I’m sure my response didn’t endear me to her very much, but my point here is that asking “What do you do?” at the beginning of the conversation is irrelevant. Even if I sold the exact product or service my three questioners were looking for, they were no more likely to buy from me if I told them what I did, then they were before we met. Also, do we really care about the answers? “I’m the Business Development Manager of who gives a toss.” It may be easier to ask and state our name, rank and number, but far less interesting than what lies beneath our chosen careers.

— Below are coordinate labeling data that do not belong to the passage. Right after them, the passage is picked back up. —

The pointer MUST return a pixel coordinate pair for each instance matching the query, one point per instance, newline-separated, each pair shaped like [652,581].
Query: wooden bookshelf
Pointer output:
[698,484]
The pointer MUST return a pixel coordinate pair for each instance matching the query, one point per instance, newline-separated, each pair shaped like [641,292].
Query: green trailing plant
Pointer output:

In a recent blog, Ann Hawkins wrote about the importance of trust in a buying/selling relationship, and even if you’ve established a need, a want, a financial fit and a timescale, there’s still nothing to glue those factors together without trust. Ann states that “You win people over by consistently sharing your values, your beliefs, and your stories.” Therefore, asking what someone does for a business tells you little about who they really are, which is what we should be trying to understand.
What should I ask?
Build a conversation with a simple foundation question, such as “What brings you to this event?” By all means, ask them at some point what they do, but only when you care and you can see some potential in the relationship.
And the next time someone asks you “What do you do?” tell them what you’re passionate about, what really drives you, and then ask them to do the same. The conversations that spawn from this tactic will be far less predictable and so much more fascinating.
As Dale Carnegie wrote in How to Win Friends and Influence People…
“You can make more friends in two months by becoming interested in other people than you can in two years by trying to get other people interested in you.”
We should all stop finding out what people do, and be more interested by finding out why they do it.